Sama mapa jest ogromna. Pełna intrygujących regionów i bogata w małe scenki. Już z tego powodu warto sprawdzić, każdy jej zakątek. Na tym polega piękno tej gry. Na wszystkich ukrytych easter eggach.
Grafika
Graficznie tytuł nie wygląda źle. Nie mamy tu jakiś specjalnych wodotrysków, ale też nie wygląda jak by powstała na poprzednią generację (mimo że na niej działa). Całość jest płynna, ale zdarzyło mi się jedno przycięcie. Większych bugów w grze nie odkryłem, tylko że w tym tytule ciężko o nich mówić. Glitche i bugi są nawet wprowadzane przez twórców jako standardowe elementy gry.
Muzyka i dźwięk
Ciężko mówić o muzyce w tej grze. To nie jest tak, że jej nie ma. Jest częścią otoczenia i ta, która się przewija, jest dobrze zrealizowana i na miejscu. Niestety nie znajdziemy tu head bangerów.
Dźwięki otoczenia i samej kozy to już zupełnie inna bajka. Tego jest pełno. Od śpiewających patków, po ludzi krzyczących na nasz widok. Wszystko to sprawia, że świat jest bardzo żywy.
Tytuł jest jak najbardziej godny polecenia.
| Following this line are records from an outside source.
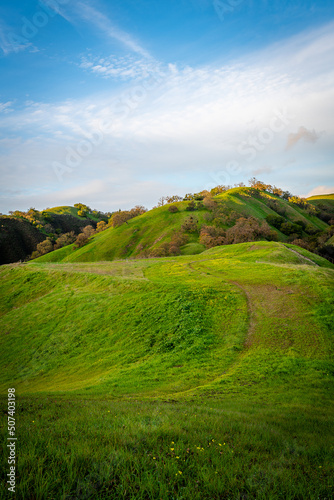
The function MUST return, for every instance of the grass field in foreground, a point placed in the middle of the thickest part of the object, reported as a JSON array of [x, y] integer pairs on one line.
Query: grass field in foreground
[[202, 377]]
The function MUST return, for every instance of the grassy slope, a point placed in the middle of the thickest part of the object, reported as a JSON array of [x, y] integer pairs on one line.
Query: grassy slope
[[202, 377], [321, 197], [104, 327], [157, 226]]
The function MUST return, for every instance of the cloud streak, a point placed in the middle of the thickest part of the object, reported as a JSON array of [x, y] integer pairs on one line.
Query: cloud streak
[[82, 11], [303, 134], [184, 130]]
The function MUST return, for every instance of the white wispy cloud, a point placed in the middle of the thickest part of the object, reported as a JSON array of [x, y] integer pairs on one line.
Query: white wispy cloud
[[10, 42], [5, 107], [310, 136], [84, 11], [320, 190], [184, 126], [124, 68]]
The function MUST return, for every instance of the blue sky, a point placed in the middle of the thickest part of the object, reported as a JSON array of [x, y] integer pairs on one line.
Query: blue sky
[[117, 103]]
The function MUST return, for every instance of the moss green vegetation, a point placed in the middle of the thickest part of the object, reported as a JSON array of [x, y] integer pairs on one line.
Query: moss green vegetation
[[139, 236], [205, 376], [322, 197], [67, 210]]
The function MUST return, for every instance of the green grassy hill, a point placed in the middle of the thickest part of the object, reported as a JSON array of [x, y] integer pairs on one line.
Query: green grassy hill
[[67, 210], [196, 377], [139, 236], [322, 197], [129, 327]]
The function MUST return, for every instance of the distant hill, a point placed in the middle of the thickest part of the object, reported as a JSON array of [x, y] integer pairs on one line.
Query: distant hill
[[18, 239], [20, 234], [145, 235], [68, 210]]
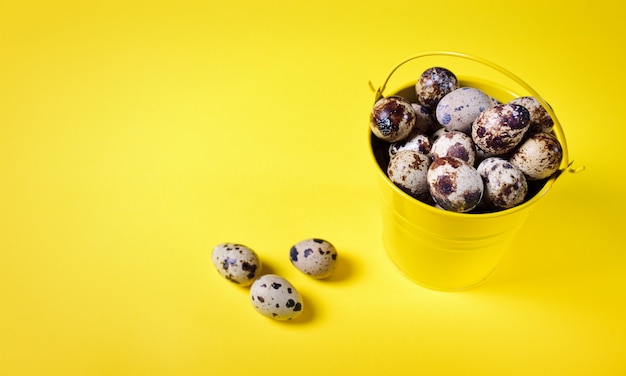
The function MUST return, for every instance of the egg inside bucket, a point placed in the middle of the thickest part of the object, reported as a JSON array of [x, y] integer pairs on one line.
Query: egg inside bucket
[[446, 250]]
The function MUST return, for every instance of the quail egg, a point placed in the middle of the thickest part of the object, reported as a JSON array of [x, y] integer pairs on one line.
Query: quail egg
[[417, 142], [505, 185], [454, 184], [499, 129], [392, 118], [407, 170], [459, 108], [236, 262], [314, 257], [454, 144], [433, 84], [539, 156], [274, 297], [540, 119]]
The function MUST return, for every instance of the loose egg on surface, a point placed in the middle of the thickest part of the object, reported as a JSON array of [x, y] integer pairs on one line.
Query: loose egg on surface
[[499, 129], [433, 84], [236, 262], [392, 118], [539, 156], [505, 185], [459, 108], [540, 119], [418, 142], [314, 257], [273, 296], [454, 184], [454, 144], [407, 170]]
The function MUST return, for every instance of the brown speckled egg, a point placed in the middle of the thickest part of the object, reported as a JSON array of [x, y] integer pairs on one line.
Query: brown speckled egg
[[274, 297], [433, 84], [540, 119], [424, 121], [539, 156], [454, 184], [505, 184], [454, 144], [235, 262], [407, 170], [498, 129], [415, 142], [392, 118], [459, 108], [316, 258]]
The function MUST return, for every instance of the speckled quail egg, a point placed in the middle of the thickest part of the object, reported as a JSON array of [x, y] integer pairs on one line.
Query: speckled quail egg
[[236, 262], [540, 119], [417, 142], [407, 170], [433, 84], [438, 133], [424, 121], [454, 144], [273, 296], [454, 184], [539, 156], [392, 118], [459, 108], [316, 258], [505, 185], [499, 129]]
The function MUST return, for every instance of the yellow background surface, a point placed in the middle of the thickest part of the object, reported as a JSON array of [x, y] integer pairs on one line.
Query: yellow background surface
[[135, 136]]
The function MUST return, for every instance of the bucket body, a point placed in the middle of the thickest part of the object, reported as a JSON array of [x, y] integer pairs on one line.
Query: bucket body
[[445, 250]]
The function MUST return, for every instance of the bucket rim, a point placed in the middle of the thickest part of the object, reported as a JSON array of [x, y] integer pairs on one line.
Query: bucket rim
[[566, 163]]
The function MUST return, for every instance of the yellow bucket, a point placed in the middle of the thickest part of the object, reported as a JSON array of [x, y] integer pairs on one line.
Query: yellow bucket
[[439, 249]]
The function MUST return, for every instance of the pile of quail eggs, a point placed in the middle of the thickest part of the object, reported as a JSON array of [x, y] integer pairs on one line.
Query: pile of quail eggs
[[461, 150], [272, 295]]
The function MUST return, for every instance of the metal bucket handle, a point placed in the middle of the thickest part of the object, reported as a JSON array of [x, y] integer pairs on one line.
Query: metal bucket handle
[[566, 164]]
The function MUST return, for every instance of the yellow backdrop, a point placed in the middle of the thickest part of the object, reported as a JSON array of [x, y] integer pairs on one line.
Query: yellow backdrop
[[135, 136]]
Coffee Stain zrobił sequel, który jest lepszy od oryginału. Terminator 2. Może być 15-minutową zapchaj dziurą albo wielogodzinną rozrywką, a najczęściej piętnastoma minutami, które się zmieniają w „kurczę jak to się stało, że już jest 2 w nocy”.
Goat Simulator 3 jest dostępny na PC, PlayStation 4, PlayStation 5, Xbox One i Xbox Series X.